A pattern rule is a precise description of how a pattern works — the recipe that generates every element. Rules can describe what happens between consecutive terms ("add 3 each time") or connect each term to its position ("the term is 2 times its position number"). Being able to state a clear rule is the difference between noticing a pattern and truly understanding it. Rules make patterns useful: they let you predict any term, check membership, and communicate the pattern to someone who has never seen it.
Give students patterns and ask them to write the rule in their own words. Compare student descriptions for the same pattern — are they equivalent? Introduce the distinction between "term-to-term" rules (what you do to get from one term to the next) and "position" rules (how to find any term from its position number). Use T-charts with position numbers and term values. Have students create patterns from given rules and trade with classmates.

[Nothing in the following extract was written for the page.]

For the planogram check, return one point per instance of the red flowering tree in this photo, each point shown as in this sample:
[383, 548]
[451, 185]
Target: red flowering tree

So far you have been recognizing and extending patterns. Now you are going to focus on the most important part: stating the rule. The rule is the engine of a pattern — the precise recipe that tells someone everything they need to generate the entire sequence.
There are two kinds of rules, and both are useful. A term-to-term rule tells you how to get from one element to the next. For the pattern 4, 7, 10, 13, the term-to-term rule is "add 3 each time." This rule is easy to spot: just look at the differences between consecutive terms (7-4=3, 10-7=3, 13-10=3). A position rule tells you how to find any element from its position number. For the same pattern, the position rule is "the term equals 3 times the position plus 1" (position 1: 3x1+1=4; position 2: 3x2+1=7; position 3: 3x3+1=10).
Why have two kinds of rules? Because they have different strengths. The term-to-term rule is easy to discover — you look at the jumps between neighbors. But to find the 50th term, you would need to compute all 49 terms before it. The position rule is harder to find, but once you have it, you can jump straight to any term: the 50th term is 3(50)+1 = 151. No listing required.
A good rule passes three tests. First, it generates every element of the pattern correctly. Second, it is specific enough that someone who has never seen the pattern can recreate it. Third, it does not include unnecessary details. "Start at 4, add 3 each time" passes all three. "The numbers go up" fails the second test — it is too vague. "4, 7, 10, 13, 16, 19, 22" fails the third — it is a list, not a rule. The habit of writing clear, precise rules is the beginning of thinking like a mathematician.